2.2. Software architecture

C-PORT is a web application consisting of a web interface, accessed via a web browser, a web service for retrieving and storing user data, a compute server for calculating dispersion results, and a database server. C-PORT can be run on any desktop/laptop computer, tablets, mobile devices, in any modern web browser and has been tested in Google Chrome, Firefox, and Safari. The most recent version of any browser is recommended. In order to use C-PORT, the browser must have JavaScript and cookies enabled. The recommended window size is at least 1200 by 800 pixels. The C-PORT web interface uses the Angular JavaScript framework with the Google Maps APIs. The web interface communicates with a web service built using the Python web framework Flask, running via the Gunicorn WSGI server behind the nginx web server. The web service makes use of several Python frameworks including SQLAl-chemy, GeoAlchemy, pyproj (an interface to the PROJ4 library), Matplotlib, NumPy, SciPy, and PyShp. Dispersion model runs are submitted to a Linux compute cluster running RHEL 5.11 (Tikanga), to run a Fortran-based executable. Input source data, user data, and model run results are stored in a PostgreSQL database server, with the PostGIS extension to enable geographic support. See more info about the Linux Cluster at: http://help.unc.edu/help/getting-started-on-killdevil/. For more information on software/data availability, please contact The University of North Carolina at Chapel Hill, Institute for the Environment, 100 Europa Drive, Suite 490, Chapel Hill, NC 27517, T: (919) 966e2126, F: (919) 966e9920, Email: cmas@unc.edu. C-PORT is currently available as a research grade screening tool in a password-protected status via CMAS (https://www.cmascenter.org/c-tools/). The user needs to register at the CMAS web site (https://www.cmascenter.org/register/create_account.cfm), and then use the CMAS account and password to access C-PORT. After logging in to the CMAS website, the user can access C-PORT for free and also get additional updates on C-PORT development, technical notes, and video tutorials.

2.3. Experimental testing of C-PORT

C-PORT has a map-based interface incorporating widely used Google Map (Fig. 5) as the underlying map engine. The web-based, interface is intended to provide nationwide coverage but currently includes data from 21 coastal ports (Baltimore, MD; Brunswick, GA; Charleston, SC; Gulfport, MS; Jacksonville, FL; Miami, FL; Mobile, AL; Morehead City, NC; New York/New Jersey; Palm Beach, FL; Panama City, FL; Pascagoula, MS; Pensacola, FL; Portland, OR; Port Canaveral, FL; Port Manatee, FL; Port of Virginia, VA; Savannah, GA; Seattle, WA; Tampa, FL; Wilmington, NC).

Fig. 5.

Fig. 5

C-PORT interface showing locations of available coastal sea ports.

To test the functionality of the C-PORT, we selected Charleston, SC from the list of 21 coastal ports available in C-PORT (Fig. 6). After choosing a location, C-PORT loads all of the port-related data within the viewing window. Shipping channels are colored yellow, road links are colored pink, and rail lines are colored blue. Terminal polygons are colored green, while rail yard polygons are colored blue. Point sources are colored in orange. Squares represent the ship hoteling locations, while circles represent point sources (like a boiler) located within the terminal boundaries. For each source type, the user can modify existing data, as well as add or remove sources.

Fig. 6.

Fig. 6

Geographic domain in Charleston, SC showing locations of port terminals, roadways, railyards, shipping lanes, and main transportation corridors I-26 and I-526.

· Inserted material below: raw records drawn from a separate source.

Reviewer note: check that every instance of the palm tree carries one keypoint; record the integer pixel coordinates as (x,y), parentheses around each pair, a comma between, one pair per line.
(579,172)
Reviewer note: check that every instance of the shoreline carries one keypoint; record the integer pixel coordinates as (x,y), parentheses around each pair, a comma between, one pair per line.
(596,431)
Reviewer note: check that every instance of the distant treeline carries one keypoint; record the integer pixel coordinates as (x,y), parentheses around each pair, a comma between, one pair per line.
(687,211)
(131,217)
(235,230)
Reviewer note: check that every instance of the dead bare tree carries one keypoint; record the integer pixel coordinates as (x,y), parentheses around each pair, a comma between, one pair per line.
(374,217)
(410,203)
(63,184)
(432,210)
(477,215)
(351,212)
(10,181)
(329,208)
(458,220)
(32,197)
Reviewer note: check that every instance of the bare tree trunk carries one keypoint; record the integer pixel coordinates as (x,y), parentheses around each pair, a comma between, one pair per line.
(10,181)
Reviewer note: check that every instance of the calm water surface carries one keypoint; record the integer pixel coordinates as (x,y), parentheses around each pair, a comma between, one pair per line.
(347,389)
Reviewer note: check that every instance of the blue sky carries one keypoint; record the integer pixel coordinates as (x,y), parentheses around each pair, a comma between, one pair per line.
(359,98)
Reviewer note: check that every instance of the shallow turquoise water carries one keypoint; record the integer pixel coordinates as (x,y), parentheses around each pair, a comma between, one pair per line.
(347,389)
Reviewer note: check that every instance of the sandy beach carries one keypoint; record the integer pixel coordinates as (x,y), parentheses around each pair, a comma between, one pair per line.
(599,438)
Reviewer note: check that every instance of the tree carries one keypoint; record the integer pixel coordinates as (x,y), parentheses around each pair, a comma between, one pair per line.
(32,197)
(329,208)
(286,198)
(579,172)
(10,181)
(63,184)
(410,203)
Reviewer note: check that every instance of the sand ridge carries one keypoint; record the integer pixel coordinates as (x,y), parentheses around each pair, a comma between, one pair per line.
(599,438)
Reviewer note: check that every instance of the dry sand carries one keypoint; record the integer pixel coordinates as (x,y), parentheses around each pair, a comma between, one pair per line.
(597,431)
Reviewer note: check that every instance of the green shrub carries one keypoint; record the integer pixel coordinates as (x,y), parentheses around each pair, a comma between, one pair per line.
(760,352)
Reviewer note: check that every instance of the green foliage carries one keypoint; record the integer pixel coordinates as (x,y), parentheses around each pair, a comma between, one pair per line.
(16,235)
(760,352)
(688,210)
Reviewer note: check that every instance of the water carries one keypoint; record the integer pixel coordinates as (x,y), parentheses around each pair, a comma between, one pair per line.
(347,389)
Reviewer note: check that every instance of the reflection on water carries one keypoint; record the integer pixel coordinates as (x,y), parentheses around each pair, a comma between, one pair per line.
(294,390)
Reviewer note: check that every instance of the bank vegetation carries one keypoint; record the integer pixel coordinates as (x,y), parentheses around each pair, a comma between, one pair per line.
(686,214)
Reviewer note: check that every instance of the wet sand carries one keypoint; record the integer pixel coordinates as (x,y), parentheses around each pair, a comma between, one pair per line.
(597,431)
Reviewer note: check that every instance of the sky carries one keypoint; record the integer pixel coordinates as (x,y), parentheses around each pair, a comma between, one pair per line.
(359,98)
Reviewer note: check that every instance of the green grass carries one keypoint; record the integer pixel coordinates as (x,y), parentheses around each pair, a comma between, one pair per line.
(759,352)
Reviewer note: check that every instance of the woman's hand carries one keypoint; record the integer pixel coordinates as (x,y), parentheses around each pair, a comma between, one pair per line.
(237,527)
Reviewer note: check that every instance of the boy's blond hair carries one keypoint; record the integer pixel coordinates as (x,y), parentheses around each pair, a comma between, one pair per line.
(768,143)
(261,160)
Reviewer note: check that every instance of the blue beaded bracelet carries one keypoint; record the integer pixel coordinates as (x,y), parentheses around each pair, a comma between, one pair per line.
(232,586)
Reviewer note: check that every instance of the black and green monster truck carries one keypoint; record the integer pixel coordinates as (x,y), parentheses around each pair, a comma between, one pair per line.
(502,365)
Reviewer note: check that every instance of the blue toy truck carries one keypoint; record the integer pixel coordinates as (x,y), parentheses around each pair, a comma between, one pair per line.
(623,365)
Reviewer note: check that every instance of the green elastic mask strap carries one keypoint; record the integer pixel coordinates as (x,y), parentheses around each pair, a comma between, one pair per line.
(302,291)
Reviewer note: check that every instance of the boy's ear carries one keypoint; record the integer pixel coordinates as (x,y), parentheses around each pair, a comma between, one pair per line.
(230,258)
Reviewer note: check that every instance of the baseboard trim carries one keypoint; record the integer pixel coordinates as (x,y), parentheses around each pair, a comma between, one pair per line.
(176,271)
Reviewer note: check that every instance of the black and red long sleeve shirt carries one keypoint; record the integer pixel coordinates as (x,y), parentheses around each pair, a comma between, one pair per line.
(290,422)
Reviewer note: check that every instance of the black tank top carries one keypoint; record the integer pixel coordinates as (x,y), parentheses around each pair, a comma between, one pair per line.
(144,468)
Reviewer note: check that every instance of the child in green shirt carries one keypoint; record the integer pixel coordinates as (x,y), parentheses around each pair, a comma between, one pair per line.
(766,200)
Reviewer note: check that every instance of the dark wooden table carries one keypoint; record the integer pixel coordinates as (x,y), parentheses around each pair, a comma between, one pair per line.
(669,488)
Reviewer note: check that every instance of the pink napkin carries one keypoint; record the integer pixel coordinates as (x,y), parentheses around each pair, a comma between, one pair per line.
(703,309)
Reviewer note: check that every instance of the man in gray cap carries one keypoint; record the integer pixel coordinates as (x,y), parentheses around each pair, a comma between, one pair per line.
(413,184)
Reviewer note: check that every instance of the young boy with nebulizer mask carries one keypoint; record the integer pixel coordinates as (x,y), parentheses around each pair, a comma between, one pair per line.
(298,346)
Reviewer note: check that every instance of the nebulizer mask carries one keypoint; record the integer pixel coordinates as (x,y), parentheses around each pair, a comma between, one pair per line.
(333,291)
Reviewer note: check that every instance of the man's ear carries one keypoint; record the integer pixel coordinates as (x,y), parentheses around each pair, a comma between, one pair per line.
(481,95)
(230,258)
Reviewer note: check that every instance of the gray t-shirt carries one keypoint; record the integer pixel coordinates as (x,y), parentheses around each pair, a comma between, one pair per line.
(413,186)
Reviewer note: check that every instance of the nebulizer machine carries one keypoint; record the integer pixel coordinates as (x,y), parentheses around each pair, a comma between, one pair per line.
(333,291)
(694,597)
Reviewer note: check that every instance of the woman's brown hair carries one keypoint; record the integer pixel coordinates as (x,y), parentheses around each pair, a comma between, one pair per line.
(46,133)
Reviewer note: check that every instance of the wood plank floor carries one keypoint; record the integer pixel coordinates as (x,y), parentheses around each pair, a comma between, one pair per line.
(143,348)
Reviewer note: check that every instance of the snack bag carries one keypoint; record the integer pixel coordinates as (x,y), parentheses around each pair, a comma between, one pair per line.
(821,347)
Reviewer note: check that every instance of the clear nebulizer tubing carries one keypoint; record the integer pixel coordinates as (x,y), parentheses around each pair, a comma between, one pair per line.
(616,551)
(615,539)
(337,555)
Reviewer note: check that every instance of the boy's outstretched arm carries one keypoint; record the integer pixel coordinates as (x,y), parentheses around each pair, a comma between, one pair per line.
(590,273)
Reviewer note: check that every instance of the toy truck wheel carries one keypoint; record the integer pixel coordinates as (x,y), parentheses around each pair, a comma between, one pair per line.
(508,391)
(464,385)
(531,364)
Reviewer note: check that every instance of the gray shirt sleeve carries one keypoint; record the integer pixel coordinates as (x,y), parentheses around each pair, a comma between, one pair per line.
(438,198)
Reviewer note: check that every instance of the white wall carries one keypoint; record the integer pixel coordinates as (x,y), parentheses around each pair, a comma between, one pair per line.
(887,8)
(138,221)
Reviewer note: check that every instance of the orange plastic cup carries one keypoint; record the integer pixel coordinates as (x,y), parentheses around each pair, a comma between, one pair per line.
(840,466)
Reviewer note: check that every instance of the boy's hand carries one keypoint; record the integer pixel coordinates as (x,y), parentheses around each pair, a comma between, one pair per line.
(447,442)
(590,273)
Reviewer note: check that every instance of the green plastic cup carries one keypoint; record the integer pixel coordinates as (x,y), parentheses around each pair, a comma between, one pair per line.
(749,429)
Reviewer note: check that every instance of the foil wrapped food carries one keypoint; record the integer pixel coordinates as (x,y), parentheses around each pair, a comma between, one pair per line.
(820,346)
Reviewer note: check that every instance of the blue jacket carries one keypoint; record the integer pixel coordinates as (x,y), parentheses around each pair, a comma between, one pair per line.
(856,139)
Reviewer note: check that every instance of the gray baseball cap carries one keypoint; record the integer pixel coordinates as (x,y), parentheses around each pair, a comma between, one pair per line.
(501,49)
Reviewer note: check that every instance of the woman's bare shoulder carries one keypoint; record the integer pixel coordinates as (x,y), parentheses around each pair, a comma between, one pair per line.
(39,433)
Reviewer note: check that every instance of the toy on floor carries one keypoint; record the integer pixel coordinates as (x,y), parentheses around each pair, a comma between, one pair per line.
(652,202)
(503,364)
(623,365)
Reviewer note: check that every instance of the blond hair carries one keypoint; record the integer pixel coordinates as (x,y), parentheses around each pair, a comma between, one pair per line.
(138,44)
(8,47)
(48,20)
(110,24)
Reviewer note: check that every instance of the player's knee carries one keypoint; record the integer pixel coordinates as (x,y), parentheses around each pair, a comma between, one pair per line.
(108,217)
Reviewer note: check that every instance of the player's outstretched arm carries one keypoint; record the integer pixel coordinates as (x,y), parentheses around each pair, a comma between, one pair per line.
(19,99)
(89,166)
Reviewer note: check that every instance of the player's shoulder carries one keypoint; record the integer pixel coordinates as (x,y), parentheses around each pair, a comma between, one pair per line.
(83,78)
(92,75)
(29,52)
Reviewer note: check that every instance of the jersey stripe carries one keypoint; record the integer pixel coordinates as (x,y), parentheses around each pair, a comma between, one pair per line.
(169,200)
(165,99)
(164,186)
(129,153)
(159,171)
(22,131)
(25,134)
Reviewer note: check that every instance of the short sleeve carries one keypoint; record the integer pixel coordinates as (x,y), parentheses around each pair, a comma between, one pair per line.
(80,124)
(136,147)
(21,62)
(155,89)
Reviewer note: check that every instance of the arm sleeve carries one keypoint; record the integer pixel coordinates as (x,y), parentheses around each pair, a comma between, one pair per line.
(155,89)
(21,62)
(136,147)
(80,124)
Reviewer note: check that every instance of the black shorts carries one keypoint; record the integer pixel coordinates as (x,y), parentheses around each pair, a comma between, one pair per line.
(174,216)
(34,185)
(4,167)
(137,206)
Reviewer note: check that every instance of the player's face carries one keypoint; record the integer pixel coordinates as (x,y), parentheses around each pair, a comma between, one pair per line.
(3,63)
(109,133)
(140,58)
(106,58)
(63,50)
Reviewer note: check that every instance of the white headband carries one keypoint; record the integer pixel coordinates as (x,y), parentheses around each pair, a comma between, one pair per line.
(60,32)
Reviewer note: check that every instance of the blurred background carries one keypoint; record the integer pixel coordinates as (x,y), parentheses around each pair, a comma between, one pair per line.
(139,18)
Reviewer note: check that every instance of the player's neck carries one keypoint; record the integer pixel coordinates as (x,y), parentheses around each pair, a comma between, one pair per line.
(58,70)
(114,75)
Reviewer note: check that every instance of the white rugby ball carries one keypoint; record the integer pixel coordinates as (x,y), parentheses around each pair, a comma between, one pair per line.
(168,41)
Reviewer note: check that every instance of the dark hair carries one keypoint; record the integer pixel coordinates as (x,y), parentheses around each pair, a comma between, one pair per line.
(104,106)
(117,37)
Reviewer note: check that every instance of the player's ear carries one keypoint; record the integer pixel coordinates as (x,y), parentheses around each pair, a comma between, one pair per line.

The “Perform Analysis” button opens a box that describes the model scenario. The user provides a scenario name, type of simulation (e.g. hourly diagnostic analysis, annual concentrations), selects the pollutant(s) of interest, selects meteorological conditions, and time period to be modeled (representative hourly or annual). In addition, the user can select individual or all source types to be included in the analysis. After submitting the model scenario for simulation, the user can click on the “View Results” box to check on the progress of the analysis, and when the run has completed, click on the “Eye Icon” and C-PORT will display the results of model simulations for selected scenario (Fig. 7). Similar analysis could be done for any of the 21 ports from the C-PORT menu.

Fig. 7.

Fig. 7

Example of C-PORT application in Charleston, SC, showing NOx concentrations.

C-PORT also allows the user to compare the model results with monitor data. The “Air Quality Monitors” button shows the location of Air Quality System (AQS) monitors that record ambient air pollution data. C-PORT displays the location of the AQS monitors and provides maximum and mean 1-h concentrations for recent years (2011-2015) for NOx, CO, SO2, and PM2.5. The AQS data summary, ingested from the EPA’s Air Data website (https://www.epa.gov/outdoor-air-quality-data) is a useful reference point for comparing C-PORT outputs. However, C-PORT does not consider background concentrations from other sources or regional background in the modeling domain. Therefore, C-PORT only provides estimates of the air quality impact of port operations at the local scale above regional background.

3. Results

We applied C-PORT to a portion of Charleston, SC to demonstrate its use. We used the results of a mobile monitoring study in Charleston to compare the relative contributions of various port terminals predicted by C-PORT to observed contributions during the monitoring study. These measurements represented the best data available for a comparison at this location and scale.

3.1. Case study area

The Port of Charleston, South Carolina, is currently one of the largest container ports in the United States, ranking 10th in terms of number of containers, and 40th by tons of cargo (Statistical Abstract of the United States: 2012 (131st Edition). Tables 1086 and 1087.). The South Carolina State Ports Authority (SCSPA) currently manages five facilities in the area: 1) the North Charleston terminal, handling primarily containers; 2) Wando Welch, the largest container terminal in the area; 3) Veterans terminal, designated as project cargo, including bulk materials; 4) Columbus Street terminal, also designated project cargo, including roll-on/roll-off; and 5) Union Pier terminal, used mostly for cruise ship operations.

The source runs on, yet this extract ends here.